Prime Minister Binyamin Netanyahu had cautious praise for the European Union on Monday, saying he believes the entity’s decision to embargo Iranian oil is a “step in the right direction.”
Speaking at a Likud faction meeting, the prime minister said he approved of imposing additional sanctions against Iran in order to discourage the country from continuing its nuclear development activities.
However, he said, “the effectiveness of the sanctions will only be tested -- and become clear -- in their results.” The European Union voted Monday to immediately suspend all new oil contracts with Iran, and to end all existing contracts by June 2012.

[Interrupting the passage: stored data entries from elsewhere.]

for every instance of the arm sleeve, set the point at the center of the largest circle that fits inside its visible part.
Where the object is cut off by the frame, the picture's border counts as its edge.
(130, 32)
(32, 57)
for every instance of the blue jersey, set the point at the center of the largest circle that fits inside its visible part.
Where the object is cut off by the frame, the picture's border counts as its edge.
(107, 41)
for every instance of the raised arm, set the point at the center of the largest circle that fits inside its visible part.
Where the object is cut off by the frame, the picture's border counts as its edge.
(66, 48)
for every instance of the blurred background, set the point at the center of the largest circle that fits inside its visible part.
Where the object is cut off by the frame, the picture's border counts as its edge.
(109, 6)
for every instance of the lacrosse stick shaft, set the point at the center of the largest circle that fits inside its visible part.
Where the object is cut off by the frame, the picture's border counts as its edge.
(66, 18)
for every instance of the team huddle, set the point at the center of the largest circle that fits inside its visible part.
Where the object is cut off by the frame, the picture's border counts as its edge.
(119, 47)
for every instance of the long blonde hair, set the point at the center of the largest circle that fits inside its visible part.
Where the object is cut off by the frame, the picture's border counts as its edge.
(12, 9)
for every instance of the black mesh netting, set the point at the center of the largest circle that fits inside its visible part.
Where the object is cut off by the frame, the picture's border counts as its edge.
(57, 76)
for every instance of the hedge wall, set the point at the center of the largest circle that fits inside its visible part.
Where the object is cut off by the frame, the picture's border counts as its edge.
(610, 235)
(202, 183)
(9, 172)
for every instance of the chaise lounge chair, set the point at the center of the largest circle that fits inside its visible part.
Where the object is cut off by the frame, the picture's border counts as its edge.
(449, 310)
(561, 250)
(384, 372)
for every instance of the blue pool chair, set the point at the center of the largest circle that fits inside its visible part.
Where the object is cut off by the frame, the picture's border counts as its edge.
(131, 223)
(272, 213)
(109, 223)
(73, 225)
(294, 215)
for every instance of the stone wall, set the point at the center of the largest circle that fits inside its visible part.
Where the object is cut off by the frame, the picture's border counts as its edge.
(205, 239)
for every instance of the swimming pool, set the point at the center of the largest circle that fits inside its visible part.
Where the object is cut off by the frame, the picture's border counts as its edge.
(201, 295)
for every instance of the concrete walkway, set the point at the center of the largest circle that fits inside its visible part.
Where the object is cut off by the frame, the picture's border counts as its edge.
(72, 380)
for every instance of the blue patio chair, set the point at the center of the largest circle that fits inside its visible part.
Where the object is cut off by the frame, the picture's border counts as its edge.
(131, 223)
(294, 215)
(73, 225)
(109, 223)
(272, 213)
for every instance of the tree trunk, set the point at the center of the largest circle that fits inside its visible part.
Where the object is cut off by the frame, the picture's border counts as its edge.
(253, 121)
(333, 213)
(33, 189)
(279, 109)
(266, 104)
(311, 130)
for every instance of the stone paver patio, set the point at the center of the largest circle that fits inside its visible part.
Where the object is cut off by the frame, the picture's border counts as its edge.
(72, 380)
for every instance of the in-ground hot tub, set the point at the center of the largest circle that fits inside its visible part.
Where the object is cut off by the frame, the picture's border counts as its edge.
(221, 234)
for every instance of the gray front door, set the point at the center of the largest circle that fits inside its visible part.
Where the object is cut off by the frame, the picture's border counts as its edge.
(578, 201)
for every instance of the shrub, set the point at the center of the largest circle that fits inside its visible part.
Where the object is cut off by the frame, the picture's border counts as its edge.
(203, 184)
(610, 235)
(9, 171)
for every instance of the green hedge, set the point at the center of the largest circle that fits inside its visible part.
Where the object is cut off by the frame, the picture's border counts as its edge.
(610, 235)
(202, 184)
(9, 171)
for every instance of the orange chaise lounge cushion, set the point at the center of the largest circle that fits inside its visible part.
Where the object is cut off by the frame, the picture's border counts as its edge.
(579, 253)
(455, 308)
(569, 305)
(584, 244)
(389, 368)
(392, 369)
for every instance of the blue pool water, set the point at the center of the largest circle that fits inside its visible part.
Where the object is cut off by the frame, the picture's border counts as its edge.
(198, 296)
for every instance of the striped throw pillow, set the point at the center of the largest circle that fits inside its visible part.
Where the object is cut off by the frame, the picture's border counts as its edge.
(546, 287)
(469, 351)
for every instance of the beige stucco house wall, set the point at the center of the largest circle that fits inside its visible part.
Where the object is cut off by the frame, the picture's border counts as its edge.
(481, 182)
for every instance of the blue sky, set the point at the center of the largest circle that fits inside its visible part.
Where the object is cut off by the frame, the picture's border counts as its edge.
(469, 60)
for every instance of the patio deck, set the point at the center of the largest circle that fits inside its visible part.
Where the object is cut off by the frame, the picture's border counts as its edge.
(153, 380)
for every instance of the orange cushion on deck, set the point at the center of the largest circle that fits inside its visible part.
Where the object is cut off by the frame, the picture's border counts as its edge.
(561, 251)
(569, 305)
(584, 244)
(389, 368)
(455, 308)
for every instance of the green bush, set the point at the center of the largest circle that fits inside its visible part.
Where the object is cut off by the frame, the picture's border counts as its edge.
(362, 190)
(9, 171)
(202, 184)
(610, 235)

“This tightening of the sanctions and the tone adopted by the Europeans is important because it makes clear to the Iranians that it is unacceptable they continue their nuclear program,” Intelligence Minister Dan Meridor commented earlier in the day in an interview with IDF Army Radio.
“Iran must understand there is a determination to prevent it from acquiring nuclear weapons. The [Tehran] regime is concerned about the impact of these sanctions, which do have a chance of succeeding,” he added, but noted it would have been best had they been in place “faster.”
Meridor, who also controls Israel’s atomic affairs portfolio, noted that sanctions would be even more effective if Japan, South Korea and all other countries who also purchase oil from Iran would also participate, “in order to raise the price” for the Islamic Republic.
U.S. President Barack Obama signed the Defense Authorization Act Saturday, that allegedly also imposes 'tough new sanctions' on Iran -- but the bill appears to be filled with loopholes, including a waiver that gives the president the option of allowing other countries to play for time before punishing the Islamic Republic with the new tightened regulations.
The UK and Canada announced several months ago they would join the effort to impose sanctions, and were among the first to actually back up their claims with concrete action.